A few years ago, in a personal exorcism I suppose, I wrote a personal narrative that relates to the topic of Ken’s post. All of us, but I think women more, are torn between our will or ego or simple desire to be alone and our need to connect with others in family and community, to lose ourselves (that ego) in something bigger – our loves, our families, our jobs, our religions, even our countries. When we talk about giving life meaning we usually are not talking about pure expressions of will. But, when we talk about being ourselves, becoming ourselves, we aren’t talking about being a part of a whole but being that single, willed self. We know the fear that is central to The Awakening, that the newly self-conscious but generally clueless Edna feels that her children will pull her back into unconsciousness, will compromise her willed self. We may think she is silly, but her experience, told in 1899, really foretells the century rather nicely. On the other hand, we suspect that her isolation from her sisters, her husband, her friends signals that, maybe, her choice arises from something that she has lost, something rather precious. Anyway, so I wrote this ridiculously long and personal narrative because I (and I suspect others) do feel a pull between the individual and the communal, the scholarly and the familial, the ego and submersion in something larger than us. It is a girl thing – I know – discursive, personal. But, still, the article Ken discusses is a girl thing, too. It is just that it is also a guy thing, in the end.

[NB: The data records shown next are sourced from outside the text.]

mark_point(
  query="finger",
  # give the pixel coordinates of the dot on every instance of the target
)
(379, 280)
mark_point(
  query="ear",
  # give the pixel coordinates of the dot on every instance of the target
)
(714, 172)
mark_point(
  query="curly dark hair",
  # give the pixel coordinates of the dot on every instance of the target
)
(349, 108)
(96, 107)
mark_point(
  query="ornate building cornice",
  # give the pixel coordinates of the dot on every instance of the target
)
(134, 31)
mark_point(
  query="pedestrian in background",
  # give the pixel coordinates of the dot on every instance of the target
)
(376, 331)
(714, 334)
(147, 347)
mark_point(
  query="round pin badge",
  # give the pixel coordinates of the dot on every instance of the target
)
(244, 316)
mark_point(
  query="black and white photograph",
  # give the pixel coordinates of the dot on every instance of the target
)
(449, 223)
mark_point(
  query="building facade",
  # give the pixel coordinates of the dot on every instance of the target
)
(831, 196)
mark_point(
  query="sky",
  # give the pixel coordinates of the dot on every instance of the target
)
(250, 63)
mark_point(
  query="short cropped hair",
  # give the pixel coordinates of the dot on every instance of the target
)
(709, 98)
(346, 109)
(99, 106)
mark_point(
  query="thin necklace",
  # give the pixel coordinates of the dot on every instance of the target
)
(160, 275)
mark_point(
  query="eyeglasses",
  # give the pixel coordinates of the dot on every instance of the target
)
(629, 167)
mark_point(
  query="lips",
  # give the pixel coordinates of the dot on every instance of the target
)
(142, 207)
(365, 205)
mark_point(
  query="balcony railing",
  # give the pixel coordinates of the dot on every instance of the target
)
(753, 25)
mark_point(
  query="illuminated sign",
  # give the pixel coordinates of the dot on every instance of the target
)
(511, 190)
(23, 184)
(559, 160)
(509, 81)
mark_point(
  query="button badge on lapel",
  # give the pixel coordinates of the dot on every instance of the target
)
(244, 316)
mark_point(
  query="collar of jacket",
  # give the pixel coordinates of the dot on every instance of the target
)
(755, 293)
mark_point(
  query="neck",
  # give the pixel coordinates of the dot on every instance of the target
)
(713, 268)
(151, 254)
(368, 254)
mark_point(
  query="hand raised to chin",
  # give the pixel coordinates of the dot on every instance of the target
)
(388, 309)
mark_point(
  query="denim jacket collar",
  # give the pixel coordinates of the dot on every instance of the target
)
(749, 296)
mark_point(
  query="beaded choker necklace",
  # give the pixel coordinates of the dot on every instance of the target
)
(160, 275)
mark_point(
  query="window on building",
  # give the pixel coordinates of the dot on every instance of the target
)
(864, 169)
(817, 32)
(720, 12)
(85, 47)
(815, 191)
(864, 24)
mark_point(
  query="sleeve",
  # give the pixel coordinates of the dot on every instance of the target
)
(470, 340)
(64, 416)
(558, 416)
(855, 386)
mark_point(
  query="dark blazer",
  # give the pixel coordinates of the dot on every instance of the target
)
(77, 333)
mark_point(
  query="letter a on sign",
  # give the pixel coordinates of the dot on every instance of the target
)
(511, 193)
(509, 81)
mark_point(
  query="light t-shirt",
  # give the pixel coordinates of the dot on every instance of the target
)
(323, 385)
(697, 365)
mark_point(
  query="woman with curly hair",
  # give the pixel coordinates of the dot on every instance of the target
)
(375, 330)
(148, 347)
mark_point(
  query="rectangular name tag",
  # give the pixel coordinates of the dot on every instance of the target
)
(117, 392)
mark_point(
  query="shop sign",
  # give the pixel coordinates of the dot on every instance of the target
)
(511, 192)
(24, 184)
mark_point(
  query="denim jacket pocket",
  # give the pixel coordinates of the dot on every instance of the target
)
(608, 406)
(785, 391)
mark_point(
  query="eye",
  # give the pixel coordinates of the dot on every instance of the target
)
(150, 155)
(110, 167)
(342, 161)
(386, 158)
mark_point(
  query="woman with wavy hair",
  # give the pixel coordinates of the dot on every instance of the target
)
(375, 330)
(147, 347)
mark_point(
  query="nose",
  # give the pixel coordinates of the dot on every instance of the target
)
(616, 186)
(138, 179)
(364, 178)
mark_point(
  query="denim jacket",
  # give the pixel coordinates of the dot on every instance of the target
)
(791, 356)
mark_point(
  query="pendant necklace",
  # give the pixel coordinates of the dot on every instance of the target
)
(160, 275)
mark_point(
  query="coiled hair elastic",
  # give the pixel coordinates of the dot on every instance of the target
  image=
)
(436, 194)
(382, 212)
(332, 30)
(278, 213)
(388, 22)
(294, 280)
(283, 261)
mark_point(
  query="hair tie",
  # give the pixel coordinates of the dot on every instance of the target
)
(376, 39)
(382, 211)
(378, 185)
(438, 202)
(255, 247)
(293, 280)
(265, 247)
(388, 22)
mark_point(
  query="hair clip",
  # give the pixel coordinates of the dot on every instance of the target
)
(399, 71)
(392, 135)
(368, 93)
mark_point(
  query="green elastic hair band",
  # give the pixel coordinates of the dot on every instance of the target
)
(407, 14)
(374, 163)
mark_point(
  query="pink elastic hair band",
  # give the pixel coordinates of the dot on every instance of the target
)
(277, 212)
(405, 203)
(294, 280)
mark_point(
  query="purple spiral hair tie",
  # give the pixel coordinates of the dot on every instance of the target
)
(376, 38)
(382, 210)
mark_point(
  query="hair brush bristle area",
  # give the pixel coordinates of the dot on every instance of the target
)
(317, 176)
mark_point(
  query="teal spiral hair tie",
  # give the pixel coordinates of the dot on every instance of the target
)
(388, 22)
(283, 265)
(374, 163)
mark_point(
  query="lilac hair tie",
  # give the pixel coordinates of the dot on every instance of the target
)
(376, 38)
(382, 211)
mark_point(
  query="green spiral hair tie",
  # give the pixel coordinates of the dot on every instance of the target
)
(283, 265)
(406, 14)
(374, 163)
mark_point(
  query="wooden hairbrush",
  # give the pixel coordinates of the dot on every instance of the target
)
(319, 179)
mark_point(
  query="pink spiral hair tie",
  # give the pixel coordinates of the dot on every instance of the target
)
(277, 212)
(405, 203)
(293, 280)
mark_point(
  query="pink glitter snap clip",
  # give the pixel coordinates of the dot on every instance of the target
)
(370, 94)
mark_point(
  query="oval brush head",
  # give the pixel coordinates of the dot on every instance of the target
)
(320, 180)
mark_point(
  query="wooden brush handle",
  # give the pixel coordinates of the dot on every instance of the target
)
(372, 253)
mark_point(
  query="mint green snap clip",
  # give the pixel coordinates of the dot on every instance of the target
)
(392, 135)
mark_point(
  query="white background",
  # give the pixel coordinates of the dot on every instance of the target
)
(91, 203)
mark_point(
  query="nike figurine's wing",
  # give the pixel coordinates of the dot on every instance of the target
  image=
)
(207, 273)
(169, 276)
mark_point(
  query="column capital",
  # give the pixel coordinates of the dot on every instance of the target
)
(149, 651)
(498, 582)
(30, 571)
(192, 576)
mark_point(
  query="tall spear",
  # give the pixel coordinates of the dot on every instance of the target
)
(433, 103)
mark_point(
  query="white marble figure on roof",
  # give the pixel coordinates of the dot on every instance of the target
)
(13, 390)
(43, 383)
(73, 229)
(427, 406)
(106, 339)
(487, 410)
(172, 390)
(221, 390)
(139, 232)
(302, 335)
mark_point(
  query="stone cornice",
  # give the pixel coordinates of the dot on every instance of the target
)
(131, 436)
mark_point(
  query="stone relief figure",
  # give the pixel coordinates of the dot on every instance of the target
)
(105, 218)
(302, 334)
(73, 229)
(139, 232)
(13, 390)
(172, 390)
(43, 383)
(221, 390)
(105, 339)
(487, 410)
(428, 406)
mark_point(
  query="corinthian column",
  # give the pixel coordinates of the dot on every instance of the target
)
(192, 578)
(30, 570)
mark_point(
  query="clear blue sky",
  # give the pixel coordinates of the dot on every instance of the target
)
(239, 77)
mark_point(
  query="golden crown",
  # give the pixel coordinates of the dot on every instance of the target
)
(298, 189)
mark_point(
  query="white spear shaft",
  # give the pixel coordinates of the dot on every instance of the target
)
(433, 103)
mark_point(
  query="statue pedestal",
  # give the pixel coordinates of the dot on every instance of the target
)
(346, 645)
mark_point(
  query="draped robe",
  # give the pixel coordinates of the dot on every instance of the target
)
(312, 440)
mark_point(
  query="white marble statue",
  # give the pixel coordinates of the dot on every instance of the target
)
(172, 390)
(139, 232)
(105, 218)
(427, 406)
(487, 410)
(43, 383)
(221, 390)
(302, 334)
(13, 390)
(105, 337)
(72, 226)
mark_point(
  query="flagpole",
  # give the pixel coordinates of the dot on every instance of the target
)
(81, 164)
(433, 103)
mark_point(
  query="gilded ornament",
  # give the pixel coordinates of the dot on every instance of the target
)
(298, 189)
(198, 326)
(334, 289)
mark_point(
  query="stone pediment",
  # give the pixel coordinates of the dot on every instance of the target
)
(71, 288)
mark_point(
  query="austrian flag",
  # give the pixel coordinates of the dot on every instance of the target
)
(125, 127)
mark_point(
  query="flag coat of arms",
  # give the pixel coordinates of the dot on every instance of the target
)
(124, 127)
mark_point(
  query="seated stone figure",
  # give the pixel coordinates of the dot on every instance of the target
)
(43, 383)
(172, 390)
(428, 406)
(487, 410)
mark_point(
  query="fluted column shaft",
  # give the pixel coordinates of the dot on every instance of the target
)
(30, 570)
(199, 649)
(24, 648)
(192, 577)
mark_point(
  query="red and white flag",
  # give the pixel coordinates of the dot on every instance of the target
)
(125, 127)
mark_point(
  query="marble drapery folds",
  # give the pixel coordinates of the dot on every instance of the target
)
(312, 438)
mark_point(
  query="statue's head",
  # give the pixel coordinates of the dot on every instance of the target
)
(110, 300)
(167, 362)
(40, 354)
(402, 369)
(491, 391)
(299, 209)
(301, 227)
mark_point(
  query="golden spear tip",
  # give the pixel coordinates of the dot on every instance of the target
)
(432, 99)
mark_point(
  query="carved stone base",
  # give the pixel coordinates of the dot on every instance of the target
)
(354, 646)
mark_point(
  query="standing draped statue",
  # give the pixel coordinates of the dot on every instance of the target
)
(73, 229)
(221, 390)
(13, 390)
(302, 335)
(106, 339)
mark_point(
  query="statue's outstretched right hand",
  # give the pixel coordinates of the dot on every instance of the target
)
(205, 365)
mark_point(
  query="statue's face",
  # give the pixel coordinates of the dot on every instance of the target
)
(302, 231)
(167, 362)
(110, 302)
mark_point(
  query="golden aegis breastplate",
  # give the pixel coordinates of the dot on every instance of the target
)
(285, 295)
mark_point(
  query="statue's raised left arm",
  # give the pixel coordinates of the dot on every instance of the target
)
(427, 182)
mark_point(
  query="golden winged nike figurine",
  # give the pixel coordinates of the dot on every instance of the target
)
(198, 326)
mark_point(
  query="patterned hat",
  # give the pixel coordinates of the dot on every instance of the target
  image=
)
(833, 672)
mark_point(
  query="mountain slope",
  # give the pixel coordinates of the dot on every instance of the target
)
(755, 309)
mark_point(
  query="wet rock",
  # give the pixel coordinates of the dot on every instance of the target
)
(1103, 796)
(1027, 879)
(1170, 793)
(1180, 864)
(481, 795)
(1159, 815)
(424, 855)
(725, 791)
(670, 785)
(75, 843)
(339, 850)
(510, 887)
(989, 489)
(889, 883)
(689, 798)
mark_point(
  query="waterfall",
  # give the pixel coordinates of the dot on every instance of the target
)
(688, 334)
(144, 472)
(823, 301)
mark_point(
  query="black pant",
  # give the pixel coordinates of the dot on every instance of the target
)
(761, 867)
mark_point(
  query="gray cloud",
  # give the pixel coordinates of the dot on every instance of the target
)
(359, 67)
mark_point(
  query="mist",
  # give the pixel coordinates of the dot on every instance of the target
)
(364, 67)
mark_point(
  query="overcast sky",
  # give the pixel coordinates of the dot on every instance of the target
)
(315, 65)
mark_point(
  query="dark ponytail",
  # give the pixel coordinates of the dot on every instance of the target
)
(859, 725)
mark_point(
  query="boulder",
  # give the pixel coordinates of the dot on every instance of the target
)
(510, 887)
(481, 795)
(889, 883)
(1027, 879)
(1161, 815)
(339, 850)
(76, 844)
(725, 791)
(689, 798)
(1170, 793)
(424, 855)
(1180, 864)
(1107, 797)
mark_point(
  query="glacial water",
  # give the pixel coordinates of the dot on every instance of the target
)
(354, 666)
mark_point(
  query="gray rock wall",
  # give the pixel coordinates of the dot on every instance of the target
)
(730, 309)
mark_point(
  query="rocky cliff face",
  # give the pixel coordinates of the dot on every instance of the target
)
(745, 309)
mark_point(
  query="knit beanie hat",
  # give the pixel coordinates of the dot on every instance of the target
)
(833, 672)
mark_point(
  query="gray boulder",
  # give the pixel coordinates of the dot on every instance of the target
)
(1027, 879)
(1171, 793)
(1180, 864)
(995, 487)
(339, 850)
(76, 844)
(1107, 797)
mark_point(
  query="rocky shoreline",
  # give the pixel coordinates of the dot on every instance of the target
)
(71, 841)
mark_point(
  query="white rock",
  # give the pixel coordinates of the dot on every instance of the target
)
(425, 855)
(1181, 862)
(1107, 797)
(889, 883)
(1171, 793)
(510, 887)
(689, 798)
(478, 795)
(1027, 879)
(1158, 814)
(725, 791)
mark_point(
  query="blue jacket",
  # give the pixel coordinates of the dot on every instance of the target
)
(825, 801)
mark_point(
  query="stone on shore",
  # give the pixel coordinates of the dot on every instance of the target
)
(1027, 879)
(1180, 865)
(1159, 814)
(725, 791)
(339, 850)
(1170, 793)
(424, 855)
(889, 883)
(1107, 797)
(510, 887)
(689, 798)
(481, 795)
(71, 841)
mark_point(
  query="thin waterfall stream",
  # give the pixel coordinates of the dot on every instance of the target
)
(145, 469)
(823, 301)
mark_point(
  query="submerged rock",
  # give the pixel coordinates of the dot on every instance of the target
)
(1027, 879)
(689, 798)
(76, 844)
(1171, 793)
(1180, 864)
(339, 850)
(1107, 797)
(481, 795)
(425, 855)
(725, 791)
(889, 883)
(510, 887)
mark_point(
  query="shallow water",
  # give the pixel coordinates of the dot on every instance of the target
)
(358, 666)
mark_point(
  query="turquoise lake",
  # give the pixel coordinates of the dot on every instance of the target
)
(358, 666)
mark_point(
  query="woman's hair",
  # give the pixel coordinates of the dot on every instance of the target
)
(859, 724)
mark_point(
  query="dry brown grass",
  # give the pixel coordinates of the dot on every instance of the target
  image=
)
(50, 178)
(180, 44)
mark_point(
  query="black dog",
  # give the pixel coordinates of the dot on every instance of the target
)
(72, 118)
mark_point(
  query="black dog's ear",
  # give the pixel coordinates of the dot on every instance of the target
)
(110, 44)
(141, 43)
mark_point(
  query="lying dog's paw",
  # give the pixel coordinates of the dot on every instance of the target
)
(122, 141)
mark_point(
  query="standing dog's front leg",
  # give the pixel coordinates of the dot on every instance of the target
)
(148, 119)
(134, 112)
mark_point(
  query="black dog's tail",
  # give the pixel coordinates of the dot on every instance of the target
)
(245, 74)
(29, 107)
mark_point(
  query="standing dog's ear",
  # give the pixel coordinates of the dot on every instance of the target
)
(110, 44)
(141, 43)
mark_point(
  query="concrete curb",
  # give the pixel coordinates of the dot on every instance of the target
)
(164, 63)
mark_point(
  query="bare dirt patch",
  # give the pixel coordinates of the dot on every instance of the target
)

I entertained a college boyfriend with my fantasy: six ancient wailing women in flowing black would accompany me to the altar. Not surprisingly, he, too, became ambivalent about the wedding we discussed endlessly (and, as it turned out, pointlessly). Years later, at twenty-nine, I did marry, having found a good father for the children I intended to bear. Old fashioned, conventional: that was me. Although wary of storybook weddings, I saw transcendence in that ancient institution. Of course, those wailing women meant something; much of my life has passed and I am only beginning to understand what they mourned.